There’s a sequel to Blade Runner on the way.

The first Blade Runner is one of those films I can pretty much remember the first time I saw it. It was some point October 1987 to June 1988. I was in my first year at secondary school. During this school year I went to boarding school in Grimsby, and used to spend the weekends with my nana and pop.

(For the record, this wasn’t a pre-perceived punishment. I am from Grimsby. And I am totally cool with this.)

My nana offered if there was anything I wanted to watch let her know and pop would “program the video machine”. (They had a Betamax video machine. Pop liked technology. Betamax was just showing off though.) I didn’t take advantage of this offer that much, maybe three times tops. One of them was definitely for 2001.

One of the other times I asked if they could record Blade Runner. I’ll have been flicking through the “this week’s TV bit” - probably in the Sun, my nana’s paper of choice. I remember the paper noting the film was “an art school student favourite” and even at 12 art and design were things I wanted to know more about. It was also from the director of Alien.

I’d watched a bit of Alien several years before, when I sneaked downstairs after being put to bed, and sat on the stairs of our small semi in Immingham. It was still light, quite sunny actually, and through the gap on the hinge side of the door I could see the TV my mum and dad was watching in the lounge. It was only later I realised it was the Nostromo’s canteen I glimpsing.

Nana - or rather pop under nana’s instructions - videoed Blade Runner and I watched it a weekend or two later.

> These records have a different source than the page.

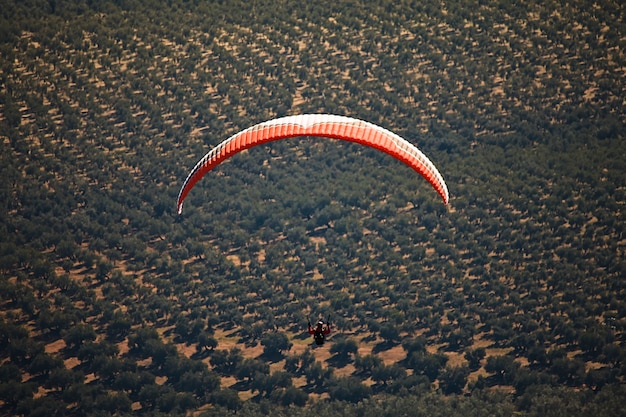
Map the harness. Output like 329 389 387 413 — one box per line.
313 329 326 345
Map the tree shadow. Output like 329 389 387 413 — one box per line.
361 334 377 343
230 379 252 391
294 331 311 341
36 330 65 345
190 348 212 360
326 354 352 368
258 351 285 364
288 323 310 335
372 340 398 354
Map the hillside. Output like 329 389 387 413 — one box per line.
1 0 625 416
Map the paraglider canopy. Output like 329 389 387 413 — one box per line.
177 114 449 214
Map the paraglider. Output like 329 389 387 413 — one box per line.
308 319 332 346
177 114 449 214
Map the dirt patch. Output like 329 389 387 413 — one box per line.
176 341 198 358
45 338 66 354
446 351 467 368
377 343 406 365
117 338 130 356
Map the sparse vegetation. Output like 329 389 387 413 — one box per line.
1 0 625 416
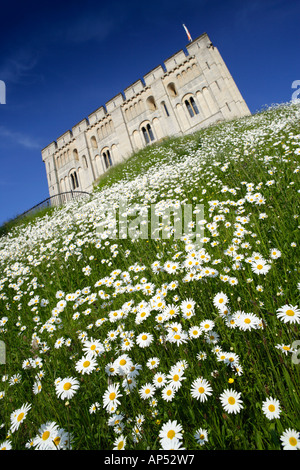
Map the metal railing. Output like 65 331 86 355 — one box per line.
16 190 90 220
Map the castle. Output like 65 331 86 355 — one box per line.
42 32 251 199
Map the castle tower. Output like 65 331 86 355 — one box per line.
42 33 250 198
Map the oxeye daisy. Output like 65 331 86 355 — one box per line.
276 305 300 324
189 326 202 339
161 385 176 402
164 304 180 321
219 388 243 414
262 397 281 420
153 372 167 388
235 312 260 331
113 434 126 450
136 332 153 348
33 380 42 395
197 351 207 361
83 338 104 357
113 354 133 375
103 383 122 410
55 377 80 400
75 355 97 375
147 357 160 370
10 403 31 433
32 421 59 450
168 330 189 345
280 428 300 450
270 248 281 259
159 419 183 443
251 259 271 275
0 440 12 450
190 377 213 402
200 319 215 332
139 383 156 400
213 292 229 310
167 370 185 391
160 437 185 450
194 428 208 446
275 343 295 355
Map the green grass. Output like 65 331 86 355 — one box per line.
0 102 299 450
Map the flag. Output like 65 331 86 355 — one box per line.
182 24 192 42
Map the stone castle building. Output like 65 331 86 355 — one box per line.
42 32 251 198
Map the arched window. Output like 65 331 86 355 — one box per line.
161 101 170 117
73 149 79 161
146 96 157 111
70 170 79 190
185 96 199 117
82 155 88 169
102 149 113 169
167 82 178 97
141 124 155 145
91 136 97 149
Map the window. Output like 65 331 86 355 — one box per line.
82 155 88 169
161 101 170 117
103 149 113 169
70 171 79 190
167 82 178 97
146 96 157 111
185 97 199 117
91 136 97 149
142 124 155 144
73 149 79 161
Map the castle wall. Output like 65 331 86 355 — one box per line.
42 33 251 196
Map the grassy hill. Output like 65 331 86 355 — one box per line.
0 101 299 450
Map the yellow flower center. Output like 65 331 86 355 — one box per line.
167 430 176 439
244 318 251 324
91 345 96 350
286 310 295 316
167 390 172 396
173 374 179 382
145 388 150 395
119 359 126 366
289 437 297 446
117 441 124 450
83 361 90 368
109 392 116 401
174 334 181 340
141 335 147 341
63 382 71 391
17 412 24 422
268 404 275 412
198 387 205 394
42 431 50 441
228 397 236 405
257 264 263 270
53 436 61 446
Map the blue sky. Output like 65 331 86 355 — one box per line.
0 0 299 226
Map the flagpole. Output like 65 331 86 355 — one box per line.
182 24 192 42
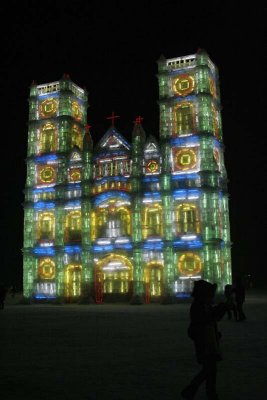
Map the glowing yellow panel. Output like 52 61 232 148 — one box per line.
173 74 194 96
145 159 159 173
72 101 82 121
69 168 81 182
38 258 55 279
38 166 56 183
178 253 202 276
175 148 197 171
39 98 58 118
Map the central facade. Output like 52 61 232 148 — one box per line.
23 50 232 303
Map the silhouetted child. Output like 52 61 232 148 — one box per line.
224 284 237 320
233 277 246 321
181 280 227 400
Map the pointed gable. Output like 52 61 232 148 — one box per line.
70 149 82 162
144 135 160 157
95 127 131 153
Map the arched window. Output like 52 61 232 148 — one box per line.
71 125 83 150
144 262 163 298
142 204 163 239
40 123 57 153
95 254 133 297
175 203 200 235
37 212 55 240
65 210 82 242
174 102 194 135
64 265 82 297
211 104 219 139
95 204 131 239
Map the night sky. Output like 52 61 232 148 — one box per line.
0 1 266 288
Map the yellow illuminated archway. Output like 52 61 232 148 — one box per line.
174 102 195 135
144 261 164 299
71 124 83 149
64 210 82 242
142 203 163 239
64 264 82 297
40 122 57 153
175 203 200 234
93 200 131 240
95 254 133 296
37 212 55 240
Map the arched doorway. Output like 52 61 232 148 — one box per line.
64 265 82 300
144 262 164 303
95 254 133 303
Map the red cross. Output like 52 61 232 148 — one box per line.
134 115 144 125
106 111 120 127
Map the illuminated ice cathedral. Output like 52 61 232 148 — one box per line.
23 50 232 303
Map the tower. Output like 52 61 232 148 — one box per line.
23 75 90 299
157 49 231 293
23 50 232 303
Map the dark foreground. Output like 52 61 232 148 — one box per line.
1 290 266 400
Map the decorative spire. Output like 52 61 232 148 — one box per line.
132 115 146 142
83 124 93 151
196 47 208 55
106 111 120 127
157 54 166 62
62 73 71 80
133 115 144 125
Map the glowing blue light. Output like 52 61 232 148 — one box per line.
34 154 58 164
94 191 131 206
93 245 114 252
38 93 59 100
66 184 81 190
34 202 55 210
175 293 191 298
171 173 199 181
170 135 199 146
95 176 129 184
143 240 164 250
64 200 81 208
144 191 161 198
173 239 203 249
143 177 160 183
188 189 201 196
213 137 222 148
64 246 81 254
173 190 187 199
33 188 55 194
173 94 196 102
115 243 133 250
33 247 55 255
93 150 129 161
35 295 57 299
172 189 201 199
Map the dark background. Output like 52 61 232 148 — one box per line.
0 0 266 289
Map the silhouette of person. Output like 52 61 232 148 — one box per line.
224 284 237 320
10 285 16 298
0 283 7 309
233 276 246 321
181 280 227 400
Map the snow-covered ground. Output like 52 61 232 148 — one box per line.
1 289 266 400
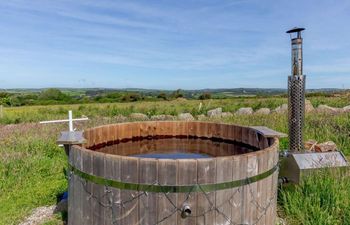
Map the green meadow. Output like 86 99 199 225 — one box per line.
1 96 349 225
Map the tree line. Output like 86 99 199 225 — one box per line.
0 88 213 106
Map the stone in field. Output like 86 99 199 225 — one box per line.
315 105 343 114
197 114 207 120
150 114 175 121
273 104 288 114
343 105 350 112
114 115 127 122
221 112 233 118
305 99 315 113
255 108 271 115
235 107 253 115
178 113 195 121
129 113 149 121
207 107 222 118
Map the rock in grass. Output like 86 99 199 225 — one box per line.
273 104 288 114
197 114 207 120
114 115 127 122
235 107 253 115
150 114 175 121
129 113 149 121
305 99 315 113
178 113 195 121
254 108 271 115
315 105 343 114
207 107 222 118
221 112 233 118
343 105 350 112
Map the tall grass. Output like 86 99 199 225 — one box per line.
1 96 349 125
0 125 67 225
279 170 350 225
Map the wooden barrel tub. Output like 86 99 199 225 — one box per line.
68 121 280 225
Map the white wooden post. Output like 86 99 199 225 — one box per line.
68 110 73 132
40 110 88 152
39 110 88 132
0 105 3 119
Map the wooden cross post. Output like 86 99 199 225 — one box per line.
40 110 88 155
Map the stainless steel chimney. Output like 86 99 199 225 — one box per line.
287 27 305 152
280 28 349 184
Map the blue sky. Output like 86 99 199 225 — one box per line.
0 0 350 89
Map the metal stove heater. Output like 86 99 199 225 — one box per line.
279 27 349 184
287 27 305 152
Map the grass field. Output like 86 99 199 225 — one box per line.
1 95 349 125
1 97 349 225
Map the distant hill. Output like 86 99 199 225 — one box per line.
0 87 344 97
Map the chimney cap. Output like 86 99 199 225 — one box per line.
286 27 305 34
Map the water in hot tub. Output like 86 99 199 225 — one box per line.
95 137 257 159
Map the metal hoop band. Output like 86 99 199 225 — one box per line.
69 163 278 193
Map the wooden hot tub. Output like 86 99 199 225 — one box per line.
67 121 281 225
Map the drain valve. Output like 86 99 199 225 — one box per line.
181 205 191 218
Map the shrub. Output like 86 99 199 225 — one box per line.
198 92 211 100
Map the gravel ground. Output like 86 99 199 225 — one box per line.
19 205 55 225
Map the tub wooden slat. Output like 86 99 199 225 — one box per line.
92 153 105 225
81 149 93 225
177 159 197 225
247 154 259 224
196 158 216 225
96 126 103 146
74 148 83 224
104 154 121 225
215 156 233 224
256 150 267 225
157 159 177 225
242 126 250 144
68 147 76 224
240 155 249 225
265 143 276 225
231 156 242 224
271 143 279 225
120 157 139 225
83 129 91 148
139 158 158 225
106 124 114 143
235 125 242 143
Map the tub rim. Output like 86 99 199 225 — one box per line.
74 121 279 163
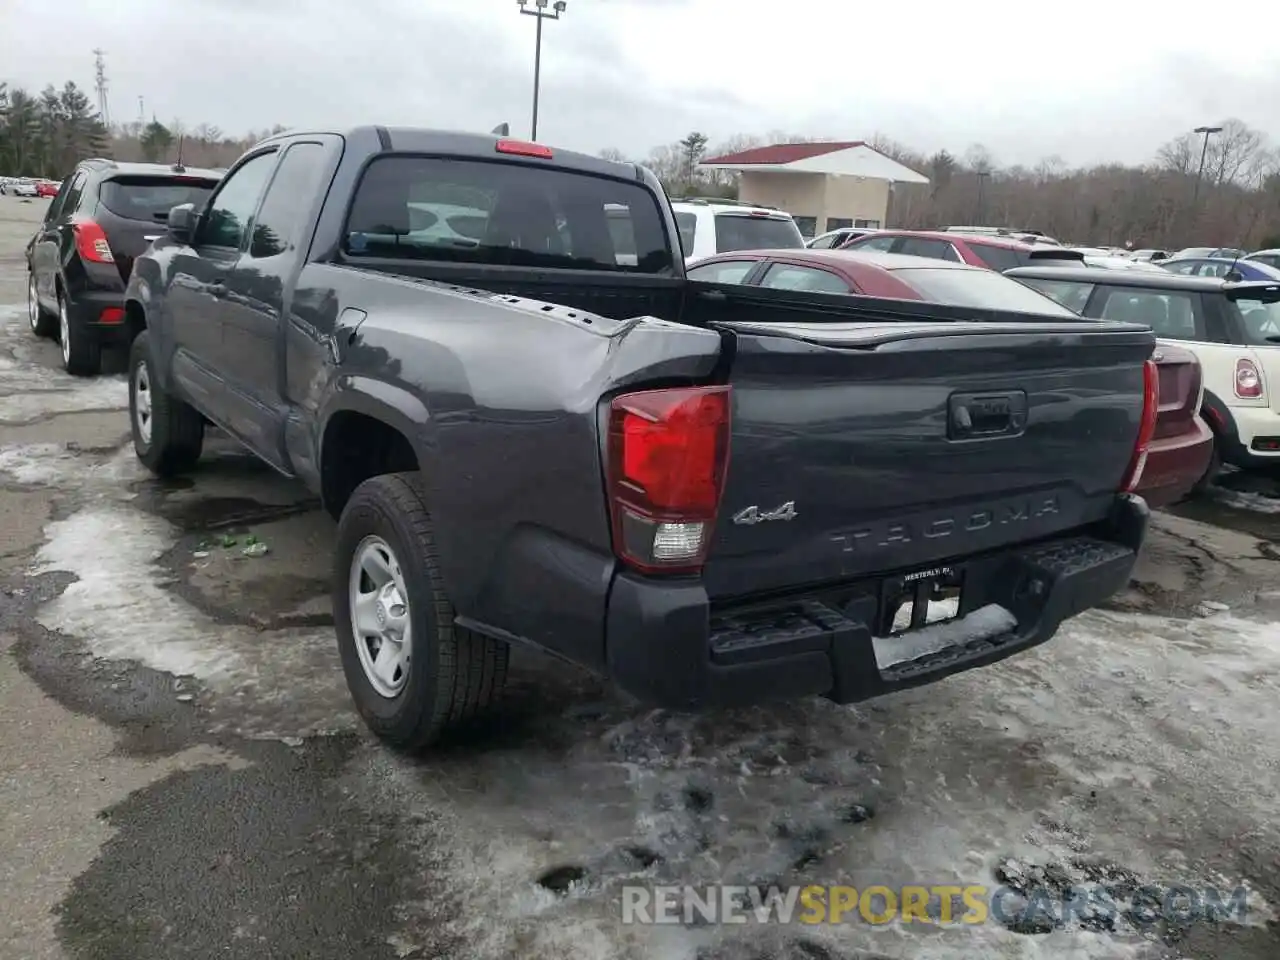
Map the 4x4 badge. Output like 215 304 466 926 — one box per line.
732 501 798 525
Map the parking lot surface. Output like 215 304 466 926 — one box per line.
1 195 1278 960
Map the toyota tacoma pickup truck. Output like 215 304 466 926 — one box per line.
123 126 1157 750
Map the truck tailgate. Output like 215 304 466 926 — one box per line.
704 318 1155 600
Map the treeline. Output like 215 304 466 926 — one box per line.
0 78 279 177
615 122 1280 249
7 75 1279 249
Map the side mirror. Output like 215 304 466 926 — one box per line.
1226 270 1244 283
167 203 197 243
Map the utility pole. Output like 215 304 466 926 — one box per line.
976 170 991 225
92 49 111 127
517 0 567 141
1192 125 1222 206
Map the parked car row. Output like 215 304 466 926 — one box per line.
1 177 59 197
25 159 222 374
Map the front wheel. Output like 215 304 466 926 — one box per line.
129 330 205 476
333 472 509 751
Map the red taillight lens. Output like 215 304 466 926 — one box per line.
495 139 553 159
606 385 731 574
1234 357 1263 399
99 307 124 324
72 221 114 264
1120 359 1160 494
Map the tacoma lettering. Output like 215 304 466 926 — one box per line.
831 496 1061 553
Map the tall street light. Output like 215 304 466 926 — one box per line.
1192 124 1222 206
517 0 567 141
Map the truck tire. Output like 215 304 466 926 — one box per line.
129 330 205 476
334 472 509 750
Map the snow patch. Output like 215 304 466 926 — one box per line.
1205 484 1280 514
32 504 354 739
0 377 128 424
0 442 146 490
874 603 1016 669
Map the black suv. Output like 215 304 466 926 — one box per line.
26 159 222 375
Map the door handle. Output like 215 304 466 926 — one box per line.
209 281 227 299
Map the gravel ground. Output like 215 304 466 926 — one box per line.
0 194 1278 960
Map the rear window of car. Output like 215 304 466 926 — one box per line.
1017 277 1094 313
971 243 1029 272
674 211 697 256
1226 297 1280 346
98 176 219 222
713 213 804 253
894 267 1078 316
343 156 675 274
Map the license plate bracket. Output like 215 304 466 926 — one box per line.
876 564 965 637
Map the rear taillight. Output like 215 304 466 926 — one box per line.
1234 357 1263 399
72 221 114 264
1120 359 1160 493
606 385 731 574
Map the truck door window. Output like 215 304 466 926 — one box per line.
249 143 325 258
198 151 278 250
343 156 675 274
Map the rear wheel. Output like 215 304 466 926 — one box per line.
129 330 204 476
334 472 509 751
58 291 101 376
28 273 56 338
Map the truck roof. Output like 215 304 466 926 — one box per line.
253 126 643 182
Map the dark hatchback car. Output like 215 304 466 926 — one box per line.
26 160 222 375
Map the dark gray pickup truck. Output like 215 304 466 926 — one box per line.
123 126 1157 749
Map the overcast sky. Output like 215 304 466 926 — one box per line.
4 0 1278 169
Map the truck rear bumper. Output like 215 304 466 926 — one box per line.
604 493 1147 709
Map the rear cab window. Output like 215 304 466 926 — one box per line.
99 176 220 223
343 156 675 274
713 213 803 253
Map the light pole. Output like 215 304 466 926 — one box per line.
517 0 567 141
1192 124 1222 206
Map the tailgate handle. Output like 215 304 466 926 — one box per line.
948 391 1027 440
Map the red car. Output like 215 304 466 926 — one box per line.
687 248 1213 507
35 180 61 198
839 228 1082 272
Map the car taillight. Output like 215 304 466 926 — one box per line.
1120 359 1159 494
606 385 731 574
1234 357 1263 399
72 221 114 263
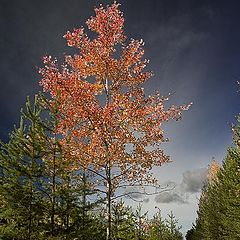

I was already into films, but Blade Runner really kicked off my interest in science fiction. The opening is ace. I still love how the Ladd Company logo builds up. The type of the intro credits. How the score becomes a varying hum as we’re brought up to speed. And then the cut to the plumes of fire from the chimneys/exhausts as we hover above the LA of the future, with a slow zoom in. And then this.

Eye shot from Blade Runner

Awe-some.

Anyway. Some days Blade Runner makes my shortlist of my favourite films, some days it’s just outside. Sometimes it feels like it has odd skips in its storytelling. But it is always just the most beautiful thing. And there are some lovely ideas in there. It’s a film that really got me interested in the possibilities of technology.

You want hoverboards? I want a hovercar with a display that says PURGE. Pinch and zoom on your phone? Pah! I want to say ZOOM and ENHANCE. And if you’re gonna do ads, do them massive on the side of buildings and things that just float. Architecture was something I didn’t really look at much until then. And death, from Batty’s over-egged ending to Gaff’s proclamation “Too bad she won’t live. But then again, who does?” (Gaff, by the way, is pro-cool.)

Blade Runner was all that above, and a small step to discovering 2000AD, brutalism, noir, nuances of storytelling – the first steps to a lot of what I am into and do now, aged 40.

And most of these I started to explore at my nana’s house, usually with a piece of cake that she’d made herself.

Anyway. At 8.55 this morning my mum rang me. She told me last night my nana passed away.

I could have just written a self mediation on how we’re never ready for death, how from the moment I took the call from my mum until I got home four hours later it was just a battle not to break down in front of everyone I didn’t know. But I won’t, I can’t. (Although nothing does prepare you, no matter how much you think it is going to happen.)

All I can say is thanks for making sure Blade Runner got videoed, nana, and letting me watch it, even though I was only 12 at the time. I owe a lot to you.